Question

A point source of light is moving at a rate of \[2cm/s \] towards a thin convex lens of focal length $10cm$ along its optical axis. When the source is \[15{{ }}cm\] away from the lens the image is moving at:
\[\left( {{A}} \right)4cm/s\] towards the lens
\[\left( {{B}} \right)8cm/s\] towards the lens
\[\left( {{C}} \right)4cm/s\] away from the lens
\[\left( {{D}} \right)8cm/s\] away from the lens

Answer 1

Hint: Use the given information about source distance and focal length in the relation between the distance of the object, the distance of image, and the focal length of the lens to calculate the distance of the image from the lens.
We may get the velocity of the object as well as the image by doing a derivative their distances from the lens w.r.t time.

Formula used:
\[\dfrac{1}{v} + \dfrac{1}{u} = \dfrac{1}{f}\]
Where \[u\] = the distance of the source from the lens.
\[v\] = the distance of the image from the lens.
\[f\]= the focal length of the lens
Since the position of the source is away from the lens,\[u\] is negative.
Hence the relation will be, \[\dfrac{1}{v} - \dfrac{1}{u} = \dfrac{1}{f}\] …………………(1)
By derivating the eq. (1) w.r.t time we get,
\[ - \dfrac{1}{{{v^2}}}\dfrac{{dv}}{{dt}} + \dfrac{1}{{{u^2}}}\dfrac{{du}}{{dt}} = 0\] ………………….(2)

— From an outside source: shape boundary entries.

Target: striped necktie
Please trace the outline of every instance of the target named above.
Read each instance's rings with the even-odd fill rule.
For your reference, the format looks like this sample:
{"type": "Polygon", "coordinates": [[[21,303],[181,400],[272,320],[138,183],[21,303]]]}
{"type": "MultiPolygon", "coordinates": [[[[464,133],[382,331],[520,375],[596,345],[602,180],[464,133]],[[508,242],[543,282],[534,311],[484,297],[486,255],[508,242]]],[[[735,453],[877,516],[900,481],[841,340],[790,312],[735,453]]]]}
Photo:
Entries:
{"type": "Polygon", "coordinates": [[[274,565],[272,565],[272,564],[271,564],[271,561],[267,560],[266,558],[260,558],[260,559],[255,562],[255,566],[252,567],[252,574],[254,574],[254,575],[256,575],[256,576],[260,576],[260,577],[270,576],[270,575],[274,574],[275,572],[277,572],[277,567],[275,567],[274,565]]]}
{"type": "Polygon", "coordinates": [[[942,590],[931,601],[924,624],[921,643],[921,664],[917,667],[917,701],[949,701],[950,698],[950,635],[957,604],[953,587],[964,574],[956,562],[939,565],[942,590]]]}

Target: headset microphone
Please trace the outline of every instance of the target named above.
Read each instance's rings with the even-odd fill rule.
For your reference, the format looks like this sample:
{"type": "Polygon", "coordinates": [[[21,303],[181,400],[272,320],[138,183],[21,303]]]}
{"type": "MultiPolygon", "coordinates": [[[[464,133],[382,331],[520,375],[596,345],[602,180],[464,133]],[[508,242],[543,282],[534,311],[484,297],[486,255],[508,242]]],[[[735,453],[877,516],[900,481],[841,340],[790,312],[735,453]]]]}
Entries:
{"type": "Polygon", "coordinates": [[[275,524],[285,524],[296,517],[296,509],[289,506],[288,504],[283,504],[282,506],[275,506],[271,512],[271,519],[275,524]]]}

Complete step by step answer:
A point source is kept away from a convex lens of focal length \[f\] at a distance \[u\], and the image is situated at a distance \[v\]. The lense formula is,
\[\dfrac{1}{v} - \dfrac{1}{u} = \dfrac{1}{f}\] …………………(1)
Given, \[u\]=\[ - 15{{ }}cm\] [Since the position of the source is away from the lens,\[u\] is negative.]
\[f\]=$10cm$
\[\therefore \dfrac{1}{v} - \dfrac{1}{{( - 15)}} = \dfrac{1}{{10}}\]
\[ \Rightarrow \dfrac{1}{v} = \dfrac{1}{{10}} - \dfrac{1}{{15}}\]
\[ \Rightarrow \dfrac{1}{v} = \dfrac{1}{{30}}\]
\[ \Rightarrow v = 30\]
The velocity of the source is, \[\dfrac{{du}}{{dt}}\] and the velocity of the image is \[\dfrac{{dv}}{{dt}}\].
So, By derivating the eq. (1) w.r.t time we get,
\[ - \dfrac{1}{{{v^2}}}\dfrac{{dv}}{{dt}} + \dfrac{1}{{{u^2}}}\dfrac{{du}}{{dt}} = 0\] ………………….(2)
Given, \[\dfrac{{du}}{{dt}} = 2cm - {s^{ - 1}}\]
Putting the values in eq.(2) we get,
\[\Rightarrow - \dfrac{1}{{{{30}^2}}}\dfrac{{dv}}{{dt}} + \dfrac{1}{{{{15}^2}}} \times 2 = 0\]
\[ \Rightarrow \dfrac{1}{{{{30}^2}}}\dfrac{{dv}}{{dt}} = \dfrac{1}{{{{15}^2}}} \times 2\]
\[ \Rightarrow \dfrac{{dv}}{{dt}} = \dfrac{{30 \times 30 \times 2}}{{15 \times 15}}\]
\[ \Rightarrow \dfrac{{dv}}{{dt}} = 8\]
$\therefore $ The image is moving at a speed of \[8cm/s\] away from the lens.

Hence, the right answer is in option (D).

Note: The sign has been taken as if the direction shows left to right of a lens, the sign will be positive and if the direction shows right to left the sign will be negative. The right side of the lens is taken as the front side and the left of the lens is taken as the backside of the lens.
The position of the object is away from the lens that means the direction of light will be from the right to the left of the lens that’s why we take the negative sign.
The answer we get is that the velocity of the image is in a positive sign, which means the image is going from left to right of the lens i.e. away from the lens.